Posted by ESPN.com's Kevin Seifert
The Detroit Lions made a good football decision and avoided a silly marketing ploy Tuesday when they shipped receiver Roy Williams to Dallas for three draft choices. Sounds simple, but nothing is a sure thing when you're discussing an organization that has exactly one playoff victory in the past 50 years.

Even as Williams' name spun through the rumor mill, there was a league-wide belief he would remain in Detroit for the remainder of the season. Trading Williams would make it more difficult to sell tickets to Ford Field, which the Lions have sold out only through corporate intervention, and would signal to fans that the team had given up on the season.

But amid the chaos of 2008 -- the firing of president/general manger Matt Millen, the mysterious back injury of quarterback Jon Kitna -- smart Lions fans know the competitive portion of this season is over. The Lions are 0-5 and, with any luck, will have the No. 1 pick in the 2009 draft.

Now, they can pair that pick with three additional selections -- including the Cowboys' first-round choice -- and jump-start a long-needed replenishing of their roster. The loot, which also includes third- and sixth-round picks, could also make the franchise more appealing for candidates to replace Millen.
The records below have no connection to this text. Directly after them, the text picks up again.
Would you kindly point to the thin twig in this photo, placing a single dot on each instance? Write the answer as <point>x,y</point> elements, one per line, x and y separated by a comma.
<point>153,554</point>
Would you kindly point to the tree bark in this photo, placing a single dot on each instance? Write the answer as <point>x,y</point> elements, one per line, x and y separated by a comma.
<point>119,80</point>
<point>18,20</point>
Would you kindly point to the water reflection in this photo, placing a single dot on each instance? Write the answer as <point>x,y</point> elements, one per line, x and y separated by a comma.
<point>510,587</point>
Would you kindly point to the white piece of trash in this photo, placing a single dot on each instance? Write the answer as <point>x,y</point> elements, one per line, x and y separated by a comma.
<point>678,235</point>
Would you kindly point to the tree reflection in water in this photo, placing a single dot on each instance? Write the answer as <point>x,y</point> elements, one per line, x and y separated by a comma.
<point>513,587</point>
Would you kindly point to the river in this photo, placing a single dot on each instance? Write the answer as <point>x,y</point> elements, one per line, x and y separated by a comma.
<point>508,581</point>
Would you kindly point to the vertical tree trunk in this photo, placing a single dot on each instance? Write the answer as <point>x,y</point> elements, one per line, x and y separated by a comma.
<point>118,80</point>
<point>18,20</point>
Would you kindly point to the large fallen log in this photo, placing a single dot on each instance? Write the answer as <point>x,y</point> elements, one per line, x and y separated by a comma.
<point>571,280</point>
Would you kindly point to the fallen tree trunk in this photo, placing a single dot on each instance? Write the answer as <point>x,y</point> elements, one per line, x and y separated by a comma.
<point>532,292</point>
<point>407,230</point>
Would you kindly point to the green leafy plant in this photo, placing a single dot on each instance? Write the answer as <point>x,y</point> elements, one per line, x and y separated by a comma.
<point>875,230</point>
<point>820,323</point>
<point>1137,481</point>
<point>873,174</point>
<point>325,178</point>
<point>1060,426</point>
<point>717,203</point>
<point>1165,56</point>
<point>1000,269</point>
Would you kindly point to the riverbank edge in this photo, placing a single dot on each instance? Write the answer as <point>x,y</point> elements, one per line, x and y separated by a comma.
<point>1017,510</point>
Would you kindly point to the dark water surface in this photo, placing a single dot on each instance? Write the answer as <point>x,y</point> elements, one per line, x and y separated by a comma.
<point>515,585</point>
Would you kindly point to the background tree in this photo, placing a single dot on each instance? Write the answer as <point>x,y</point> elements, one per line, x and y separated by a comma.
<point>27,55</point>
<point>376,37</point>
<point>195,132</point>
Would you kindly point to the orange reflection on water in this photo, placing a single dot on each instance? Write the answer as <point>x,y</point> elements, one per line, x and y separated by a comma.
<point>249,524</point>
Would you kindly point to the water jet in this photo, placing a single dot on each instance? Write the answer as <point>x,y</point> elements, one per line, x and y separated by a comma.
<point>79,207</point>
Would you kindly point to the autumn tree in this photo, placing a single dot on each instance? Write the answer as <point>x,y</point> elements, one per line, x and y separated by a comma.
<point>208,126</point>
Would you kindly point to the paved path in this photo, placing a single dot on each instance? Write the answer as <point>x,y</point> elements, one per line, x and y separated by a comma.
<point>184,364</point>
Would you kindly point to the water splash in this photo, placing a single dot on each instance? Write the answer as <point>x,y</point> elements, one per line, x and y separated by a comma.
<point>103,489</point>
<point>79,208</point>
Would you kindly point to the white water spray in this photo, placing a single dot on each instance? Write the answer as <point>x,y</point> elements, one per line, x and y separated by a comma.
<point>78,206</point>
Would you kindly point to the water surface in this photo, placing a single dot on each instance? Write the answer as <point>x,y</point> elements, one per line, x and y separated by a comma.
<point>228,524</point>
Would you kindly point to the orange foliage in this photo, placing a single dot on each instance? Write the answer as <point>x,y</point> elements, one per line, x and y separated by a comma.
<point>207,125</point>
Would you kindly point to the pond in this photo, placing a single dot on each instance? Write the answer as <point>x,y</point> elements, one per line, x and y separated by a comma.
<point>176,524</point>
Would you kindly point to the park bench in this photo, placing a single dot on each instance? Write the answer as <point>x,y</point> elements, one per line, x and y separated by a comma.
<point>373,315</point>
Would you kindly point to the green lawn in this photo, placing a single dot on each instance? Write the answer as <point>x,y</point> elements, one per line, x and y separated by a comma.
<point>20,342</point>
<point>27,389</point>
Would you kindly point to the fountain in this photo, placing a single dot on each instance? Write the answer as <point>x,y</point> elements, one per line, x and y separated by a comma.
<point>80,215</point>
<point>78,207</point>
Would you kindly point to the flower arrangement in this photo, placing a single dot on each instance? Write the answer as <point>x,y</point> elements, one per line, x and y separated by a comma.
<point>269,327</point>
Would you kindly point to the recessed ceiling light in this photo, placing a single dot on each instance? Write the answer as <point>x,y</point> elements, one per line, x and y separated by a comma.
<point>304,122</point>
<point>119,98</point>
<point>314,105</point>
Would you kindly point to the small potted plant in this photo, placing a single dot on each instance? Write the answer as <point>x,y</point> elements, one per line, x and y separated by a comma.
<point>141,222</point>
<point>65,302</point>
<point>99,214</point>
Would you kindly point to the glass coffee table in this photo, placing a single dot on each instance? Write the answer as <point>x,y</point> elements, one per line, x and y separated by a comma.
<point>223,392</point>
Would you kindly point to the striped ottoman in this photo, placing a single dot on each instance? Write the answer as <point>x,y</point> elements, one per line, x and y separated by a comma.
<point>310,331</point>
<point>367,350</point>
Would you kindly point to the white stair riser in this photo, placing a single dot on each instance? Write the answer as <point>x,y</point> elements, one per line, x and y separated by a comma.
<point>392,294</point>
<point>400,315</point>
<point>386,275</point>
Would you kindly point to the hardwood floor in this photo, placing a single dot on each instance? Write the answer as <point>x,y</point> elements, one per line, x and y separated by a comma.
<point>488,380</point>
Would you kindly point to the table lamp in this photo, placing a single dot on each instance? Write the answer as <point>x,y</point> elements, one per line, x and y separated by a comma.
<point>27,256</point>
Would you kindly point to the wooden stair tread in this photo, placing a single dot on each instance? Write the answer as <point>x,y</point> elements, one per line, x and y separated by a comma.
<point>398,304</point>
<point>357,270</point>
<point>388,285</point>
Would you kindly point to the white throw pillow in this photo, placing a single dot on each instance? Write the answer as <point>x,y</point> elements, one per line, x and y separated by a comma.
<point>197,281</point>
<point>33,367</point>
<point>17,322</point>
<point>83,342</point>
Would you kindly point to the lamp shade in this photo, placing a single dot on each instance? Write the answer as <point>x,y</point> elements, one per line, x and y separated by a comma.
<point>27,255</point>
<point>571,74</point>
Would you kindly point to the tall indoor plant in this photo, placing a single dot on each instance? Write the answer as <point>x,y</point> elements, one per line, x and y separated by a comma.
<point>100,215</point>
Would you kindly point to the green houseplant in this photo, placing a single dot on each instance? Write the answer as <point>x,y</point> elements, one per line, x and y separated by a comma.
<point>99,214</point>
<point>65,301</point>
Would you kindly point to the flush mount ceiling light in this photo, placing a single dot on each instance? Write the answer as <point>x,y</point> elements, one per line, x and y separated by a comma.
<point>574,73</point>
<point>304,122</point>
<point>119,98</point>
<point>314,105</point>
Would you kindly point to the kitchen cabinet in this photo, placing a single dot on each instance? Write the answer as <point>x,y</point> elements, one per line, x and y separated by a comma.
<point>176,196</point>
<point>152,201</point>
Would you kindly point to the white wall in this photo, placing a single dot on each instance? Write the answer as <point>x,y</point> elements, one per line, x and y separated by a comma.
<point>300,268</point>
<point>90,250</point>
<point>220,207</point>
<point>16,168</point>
But interim general manager Martin Mayhew made a good initial impression with this deal. He got a decent return for a player who said only last week that he didn't think he would fetch a first-round pick. Mayhew surely recognized that Williams' value could have decreased by the end of the year if he were injured or, more likely, finished with sub-par statistics in the Lions' woeful offense.

And let's be honest: Williams already was in near-meltdown mode over the team's performance and immediate prospects. Although he said repeatedly that he wanted to help the Lions rebuild, his actions -- most notably, showing up quarterback Dan Orlovsky on the field Oct. 5 against Chicago -- suggested otherwise.

Long-term, there is really only one downside to this trade for the Lions: They don't have a big-time receiver to pair with budding star Calvin Johnson. Defenses now will fall over themselves to double- and triple-team Johnson.

But with Williams' contract set to expire this winter, chances are he would have looked to move on regardless. This way, the Lions orchestrated his exit on their terms. It's their biggest (and only) victory of the season.